Execution-based validation
The most reliable check: run both the generated and reference SQL on the same database and compare result sets. If they return the same rows, the generated SQL is correct regardless of structure.
print(f"{'Question':<40} Execution Match")
print("-" * 60)
for tc in test_cases:
gen_rows = run_sql(tc["generated_sql"])
ref_rows = run_sql(tc["expected_sql"])
match = gen_rows == ref_rows
status = "PASS" if match else "FAIL"
print(f"{tc['question']:<40} {status}")
if not match:
print(f" Generated: {gen_rows}")
print(f" Reference: {ref_rows}")Expected output:
Question Execution Match
------------------------------------------------------------
Get all customer names PASS
Find completed orders PASS
Total spend per customer PASS
Customers who placed completed orders PASS
Total revenue from all orders FAIL
Generated: [(255.75,)]
Reference: [(630.75,)]Cases 2 to 4 all pass execution even though they have different formatting, aliases, and structure. Case 5 fails because filtering to completed orders returns 255.75 instead of the full total of 630.75.
Combined diagnostic sweep
Combine all four methods into a single summary to see where each approach agrees or diverges.
print(f"{'Question':<35} {'SQL':>4} {'GT':>4} {'Exact':>6} {'Sim':>5} {'Exec':>5}")
print("-" * 68)
for tc in test_cases:
sql_eval = evaluator.evaluate(
eval_templates="text_to_sql",
inputs={"input": tc["question"], "output": tc["generated_sql"]},
model_name="turing_small",
)
gt_eval = evaluator.evaluate(
eval_templates="ground_truth_match",
inputs={"generated_value": tc["generated_sql"], "expected_value": tc["expected_sql"]},
model_name="turing_small",
)
exact = evaluate(
"equals",
output=tc["generated_sql"].strip().rstrip(";").lower(),
expected_output=tc["expected_sql"].strip().rstrip(";").lower(),
)
sim = evaluate(
"levenshtein_similarity",
output=tc["generated_sql"],
expected_output=tc["expected_sql"],
)
gen_rows = run_sql(tc["generated_sql"])
ref_rows = run_sql(tc["expected_sql"])
exec_pass = gen_rows == ref_rows
sql_str = "OK" if sql_eval.eval_results[0].output == "Passed" else "FAIL"

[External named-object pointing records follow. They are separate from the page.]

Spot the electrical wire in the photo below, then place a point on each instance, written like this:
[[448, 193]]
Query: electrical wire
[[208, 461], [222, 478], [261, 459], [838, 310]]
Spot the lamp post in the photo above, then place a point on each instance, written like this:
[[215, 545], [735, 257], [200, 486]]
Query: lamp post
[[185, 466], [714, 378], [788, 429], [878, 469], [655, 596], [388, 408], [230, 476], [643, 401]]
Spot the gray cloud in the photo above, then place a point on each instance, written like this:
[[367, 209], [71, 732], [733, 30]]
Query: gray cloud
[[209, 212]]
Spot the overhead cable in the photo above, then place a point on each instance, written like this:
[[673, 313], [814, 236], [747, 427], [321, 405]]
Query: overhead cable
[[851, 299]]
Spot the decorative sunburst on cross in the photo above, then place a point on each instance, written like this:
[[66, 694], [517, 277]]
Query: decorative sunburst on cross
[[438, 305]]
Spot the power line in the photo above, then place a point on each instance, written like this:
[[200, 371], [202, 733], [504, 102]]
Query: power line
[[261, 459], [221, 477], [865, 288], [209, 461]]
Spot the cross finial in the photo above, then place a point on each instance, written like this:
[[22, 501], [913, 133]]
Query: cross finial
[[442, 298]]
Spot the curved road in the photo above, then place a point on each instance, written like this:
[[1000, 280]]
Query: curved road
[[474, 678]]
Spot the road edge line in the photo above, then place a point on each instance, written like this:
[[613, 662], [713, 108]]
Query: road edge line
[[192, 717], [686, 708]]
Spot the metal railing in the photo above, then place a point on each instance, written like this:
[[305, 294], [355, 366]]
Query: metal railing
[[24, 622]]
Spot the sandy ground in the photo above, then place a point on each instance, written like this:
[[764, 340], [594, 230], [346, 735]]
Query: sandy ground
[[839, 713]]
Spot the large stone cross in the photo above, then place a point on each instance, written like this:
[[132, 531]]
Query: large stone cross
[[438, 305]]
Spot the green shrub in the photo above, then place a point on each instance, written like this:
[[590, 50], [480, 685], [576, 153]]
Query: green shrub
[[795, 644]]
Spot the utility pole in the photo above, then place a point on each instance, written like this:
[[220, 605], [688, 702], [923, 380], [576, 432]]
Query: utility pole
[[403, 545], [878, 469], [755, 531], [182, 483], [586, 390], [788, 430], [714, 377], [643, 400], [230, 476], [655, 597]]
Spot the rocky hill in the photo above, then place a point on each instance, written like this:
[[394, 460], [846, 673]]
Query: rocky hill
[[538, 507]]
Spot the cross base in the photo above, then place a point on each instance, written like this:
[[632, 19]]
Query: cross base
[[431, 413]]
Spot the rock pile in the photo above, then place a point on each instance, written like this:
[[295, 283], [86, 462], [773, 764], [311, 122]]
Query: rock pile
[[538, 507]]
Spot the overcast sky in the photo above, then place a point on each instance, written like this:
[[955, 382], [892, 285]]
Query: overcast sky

gt_str = "OK" if gt_eval.eval_results[0].output == "Passed" else "FAIL"
q = tc["question"][:33] + ".." if len(tc["question"]) > 33 else tc["question"]
print(
f"{q:<35} "
f"{sql_str:>4} "
f"{gt_str:>4} "
f"{'OK' if exact.passed else 'FAIL':>6} "
f"{sim.score:>5.2f} "
f"{'OK' if exec_pass else 'FAIL':>5}"
)Expected output:
Question SQL GT Exact Sim Exec
--------------------------------------------------------------------
Get all customer names OK OK OK 1.00 OK
Find completed orders OK OK FAIL 0.97 OK
Total spend per customer OK OK FAIL 0.91 OK
Customers who placed completed o.. OK OK FAIL 0.47 OK
Total revenue from all orders FAIL FAIL FAIL 0.71 FAILCases 2 to 4 fail exact match and score low on string similarity but pass every meaningful check (Turing metrics + execution). Case 5 fails across all checks: a high-confidence logic error worth flagging.
Eval reference
| Eval | Type | Inputs | Output | API key needed |
|---|---|---|---|---|
text_to_sql | Turing | input (question), output (SQL) | Pass/Fail | Yes |
ground_truth_match | Turing | generated_value, expected_value | Pass/Fail | Yes |
equals | Local | output, expected_output | Pass/Fail | No |
levenshtein_similarity | Local | output, expected_output | Score (0–1) | No |
| Execution match | Custom | Run both queries, compare rows | PASS/FAIL | No |
Tip
In CI/CD, gate on text_to_sql + execution match combined. Exact match and string similarity are useful for dashboards but too strict to block on their own; they flag formatting noise as failures.
What you built
You can now evaluate LLM-generated SQL using intent validation, reference comparison, string metrics, and execution-based checks.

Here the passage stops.